The researchers compared blood levels of omega-3 fatty acids in more than 800 men later diagnosed with prostate cancer with blood samples from nearly 1,400 men who did not develop the disease.  This study looked at blood levels of long-chain fatty acids such as those found in fish (EPA and DHA).  The association between higher blood levels and prostate cancer was only found for DHA. No association was found between EPA or ALA (the plant-based form of omega-3 found in flaxseeds).

It’s important to keep in mind that blood levels of omega-3 fatty acids are not a reliable indicator of long-term omega-3 consumption since it is subject to significant day-to-day variability.  These levels can be influenced by a single meal or timing of a supplement.  In addition, only one blood sample was taken at the start of the study and not when participants were diagnosed.

These new findings don’t show a cause-and-effect relationship between prostate cancer and omega-3 fatty acids. Instead, these studies point to associations.  It is important to remember that correlation is not causation. 

Researchers did not “control” for such variables as family history, age and race and most importantly diet.  A number of other factors might have come into play:

  • 53 percent of the subjects with prostate cancer were smokers.
  • 64 percent of the cancer subjects regularly consumed alcohol.
    • 30 percent of the cancer subjects had at least one first-degree relative with prostate cancer.
    • 80 percent of the cancer subjects were overweight or obese.

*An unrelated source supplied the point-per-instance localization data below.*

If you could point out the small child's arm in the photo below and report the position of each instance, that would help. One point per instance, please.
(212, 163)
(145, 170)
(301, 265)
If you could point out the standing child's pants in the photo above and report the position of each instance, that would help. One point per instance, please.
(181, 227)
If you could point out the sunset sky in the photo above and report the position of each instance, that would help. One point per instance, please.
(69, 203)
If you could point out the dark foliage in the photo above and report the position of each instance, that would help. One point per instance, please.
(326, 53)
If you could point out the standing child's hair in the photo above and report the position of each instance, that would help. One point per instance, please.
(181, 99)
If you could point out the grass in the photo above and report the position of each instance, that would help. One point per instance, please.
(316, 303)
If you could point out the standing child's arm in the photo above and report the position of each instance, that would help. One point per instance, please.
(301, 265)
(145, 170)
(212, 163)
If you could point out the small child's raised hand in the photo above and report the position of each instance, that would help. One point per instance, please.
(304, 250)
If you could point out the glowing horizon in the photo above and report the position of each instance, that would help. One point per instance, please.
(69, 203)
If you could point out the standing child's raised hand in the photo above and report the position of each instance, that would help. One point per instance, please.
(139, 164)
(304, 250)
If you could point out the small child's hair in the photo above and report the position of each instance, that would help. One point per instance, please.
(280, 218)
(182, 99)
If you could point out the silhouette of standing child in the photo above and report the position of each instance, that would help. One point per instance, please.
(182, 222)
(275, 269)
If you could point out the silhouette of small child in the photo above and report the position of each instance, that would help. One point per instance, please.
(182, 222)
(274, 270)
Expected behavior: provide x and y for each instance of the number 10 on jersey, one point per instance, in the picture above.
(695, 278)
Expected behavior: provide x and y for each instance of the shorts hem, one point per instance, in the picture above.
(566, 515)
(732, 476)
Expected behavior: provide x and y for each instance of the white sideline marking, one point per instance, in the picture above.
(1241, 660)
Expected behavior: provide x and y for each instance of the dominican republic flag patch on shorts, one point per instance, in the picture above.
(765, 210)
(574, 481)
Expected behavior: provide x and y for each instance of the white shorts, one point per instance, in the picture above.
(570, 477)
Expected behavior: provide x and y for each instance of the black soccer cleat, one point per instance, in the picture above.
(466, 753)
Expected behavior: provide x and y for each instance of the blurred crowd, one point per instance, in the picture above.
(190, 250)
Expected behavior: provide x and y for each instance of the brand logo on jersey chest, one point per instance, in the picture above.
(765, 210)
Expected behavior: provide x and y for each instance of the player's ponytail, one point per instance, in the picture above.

We need to keep in mind that there have been numerous positive studies published on omega-3 fats showing their health benefits.  It’s also important to remember that nutrition is a highly complex and nuanced area. 

As a dietitian I recommend focusing on food first and continuing to eat good food sources of omega-3 fatty acids from fatty, oily fish (such as wild-caught salmon or sardines), walnuts, leafy green vegetables (such as collard greens), grass-fed beef, and ground flaxseed.  As Hippocrates said: “Let food be thy medicine and medicine be thy food.”  Good advice.